Il grande Sahara poteva davvero essere verde e rigoglioso?
I risultati si devono all’analisi dei depositi di polveri del deserto che hanno permesso di ricostruire la storia del Sahara andando indietro di 240.000 anni. L’ipotesi è che il fenomeno sia causato da una variazione di inclinazione dell’asse terrestre, dovuta probabilmente al moto precessione che ha un periodo stimato in circa 25.000 anni. David McGee, del Mit, ha commentato:
La scoperta è importante per comprendere la storia di questo deserto e in quali tempi è stato ospitale per l’uomo.
Il sospetto di questo comportamento mutevole da parte del Sahara non è nuovo. Alcune pitture rupestri e fossili scoperti nel corso di varie spedizioni archeologiche hanno mostrato chiaramente come il Sahara fosse stato in passato, agli albori della civiltà umana, una grande oasi feconda di vita, ricca di insediamenti umani e animali. Dopotutto la culla dell’uomo, la Rift Valley, dove i primi australopitechi si sono calati dagli alberi, si trova proprio nella parte orientale del Sahara.
Tipico panorama della Rift Valley
Ora, grazie alle ricerche del Mit svolte analizzando i carotaggi dei sedimenti di polvere, hanno confermato le ipotesi degli archeologi. Le carote prelevate dai fondali a largo delle coste dell’Africa occidentale hanno evidenziato che il clima del deserto del Sahara abbia oscillato tra un clima umido e secco con un periodo di circa 20.000 anni, proprio in sincronia con i moti di precessione dell’asse terrestre.
Il cambiamento inclinazione dell’asse infatti influenza la direzione e la distribuzione di raggi solari sulla superficie terrestre. Probabilmente quando l’inclinazione favorisce l’insolazione estiva, l’aumento del calore in tutto il Nord Africa intensifica l’evaporazione dall’oceano e quindi l’attività monsonica. Le piogge quindi diventano più abbondanti e frequenti, rendendo il deserto del Sahara umido e verde. Se invece l’inclinazione dell’asse diminuisce la quantità di raggi di Sole in arrivo sul Nord Africa, le piogge diminuiscono e il deserto prende l’aspetto che conosciamo bene.

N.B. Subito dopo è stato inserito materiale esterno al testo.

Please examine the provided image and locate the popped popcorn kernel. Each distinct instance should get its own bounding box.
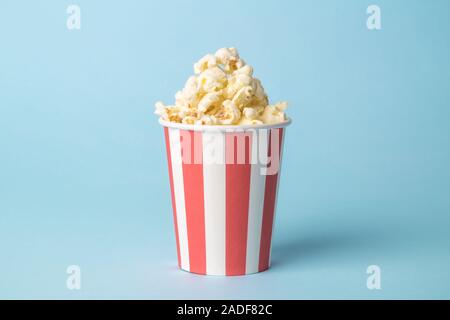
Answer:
[155,47,287,125]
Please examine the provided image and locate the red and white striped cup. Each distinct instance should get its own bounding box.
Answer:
[160,120,291,276]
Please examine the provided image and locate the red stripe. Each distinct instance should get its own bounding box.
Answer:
[259,128,283,271]
[225,132,252,276]
[164,127,181,268]
[180,130,206,274]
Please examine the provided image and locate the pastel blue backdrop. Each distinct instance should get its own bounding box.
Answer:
[0,0,450,299]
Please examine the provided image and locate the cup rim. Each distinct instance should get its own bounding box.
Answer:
[158,118,292,132]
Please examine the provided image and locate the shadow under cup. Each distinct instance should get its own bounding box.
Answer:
[160,120,291,276]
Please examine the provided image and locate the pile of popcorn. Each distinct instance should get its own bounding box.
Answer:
[155,48,287,125]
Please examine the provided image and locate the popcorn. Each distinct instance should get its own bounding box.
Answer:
[155,48,287,125]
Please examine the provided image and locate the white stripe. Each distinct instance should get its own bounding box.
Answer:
[169,128,189,271]
[268,128,286,267]
[245,129,268,274]
[202,132,226,275]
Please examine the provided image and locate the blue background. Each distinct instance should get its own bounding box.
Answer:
[0,0,450,299]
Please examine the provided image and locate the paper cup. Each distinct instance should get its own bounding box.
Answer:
[160,120,291,276]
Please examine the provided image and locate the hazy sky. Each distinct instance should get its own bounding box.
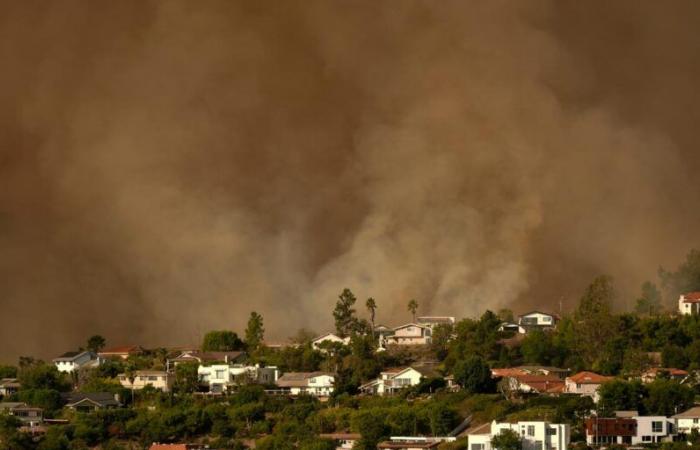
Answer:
[0,0,700,361]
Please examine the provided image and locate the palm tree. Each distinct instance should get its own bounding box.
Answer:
[365,297,377,339]
[408,298,418,323]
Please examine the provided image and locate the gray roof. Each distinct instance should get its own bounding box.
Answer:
[53,352,97,362]
[61,392,121,407]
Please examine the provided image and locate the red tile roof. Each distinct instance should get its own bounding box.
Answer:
[682,291,700,303]
[567,371,615,384]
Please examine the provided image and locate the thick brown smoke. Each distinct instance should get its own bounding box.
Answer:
[0,0,700,361]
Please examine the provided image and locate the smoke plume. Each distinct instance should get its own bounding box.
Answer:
[0,0,700,361]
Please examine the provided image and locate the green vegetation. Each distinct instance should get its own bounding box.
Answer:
[0,251,700,450]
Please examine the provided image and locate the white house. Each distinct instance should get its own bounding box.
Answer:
[384,323,432,345]
[564,371,615,403]
[377,436,457,450]
[416,316,456,328]
[117,370,174,392]
[498,322,527,334]
[197,364,279,393]
[360,366,436,395]
[678,292,700,315]
[277,372,335,397]
[518,311,558,330]
[311,333,350,351]
[632,416,676,445]
[467,420,571,450]
[673,406,700,434]
[53,352,102,373]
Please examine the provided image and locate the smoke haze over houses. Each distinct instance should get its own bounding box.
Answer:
[0,0,700,361]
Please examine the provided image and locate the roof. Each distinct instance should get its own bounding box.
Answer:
[61,392,121,408]
[644,367,688,377]
[377,439,441,449]
[491,367,527,377]
[566,371,615,384]
[516,366,569,373]
[511,375,565,393]
[518,311,559,319]
[319,433,362,441]
[673,406,700,419]
[97,345,143,355]
[53,352,96,362]
[464,422,491,435]
[681,291,700,303]
[171,350,243,362]
[277,372,335,387]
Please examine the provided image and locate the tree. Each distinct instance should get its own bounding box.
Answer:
[202,330,243,352]
[245,311,265,350]
[635,281,663,316]
[453,356,496,394]
[333,288,357,337]
[173,362,199,393]
[574,275,616,367]
[491,430,523,450]
[365,297,377,339]
[408,298,418,323]
[87,334,107,353]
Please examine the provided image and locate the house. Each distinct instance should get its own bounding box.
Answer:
[516,366,570,380]
[384,323,432,345]
[564,371,615,403]
[632,416,676,445]
[678,292,700,315]
[641,367,688,383]
[319,433,362,450]
[168,350,245,366]
[311,333,350,351]
[197,364,279,394]
[584,417,637,445]
[501,374,564,394]
[97,345,143,359]
[0,402,44,427]
[359,366,438,395]
[377,436,457,450]
[518,311,559,330]
[498,322,527,334]
[416,316,456,329]
[61,392,121,412]
[0,378,22,397]
[276,372,335,397]
[148,444,209,450]
[117,370,174,392]
[53,352,102,373]
[673,406,700,434]
[467,420,571,450]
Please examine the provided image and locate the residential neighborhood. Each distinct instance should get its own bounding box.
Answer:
[0,291,700,450]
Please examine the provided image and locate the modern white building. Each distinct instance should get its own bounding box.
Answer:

Moto di precessione dell’asse terrestre
Questo studi sono molto importanti per capire come il clima del nostro pianeta reagisca ai moti celesti. Prevederne gli effetti può offrire la possibilità di non farsi trovare impreparati, anche se la lentezze con cui questi fenomeni si verificano aiuta molto nell’adattamento. Purtroppo non credo che noi faremo in tempo a gustare dell’insalata coltivata nei campi Sahara. La desertificazione a causa dei cambiamenti climatici degli ultimi anni tuttavia è una problema molto serio che potrebbe avere pesanti ripercussioni sull’economia globale. Dalla sezione scienze è tutto, rimanete con moi altre curiosità dal mondo naturale!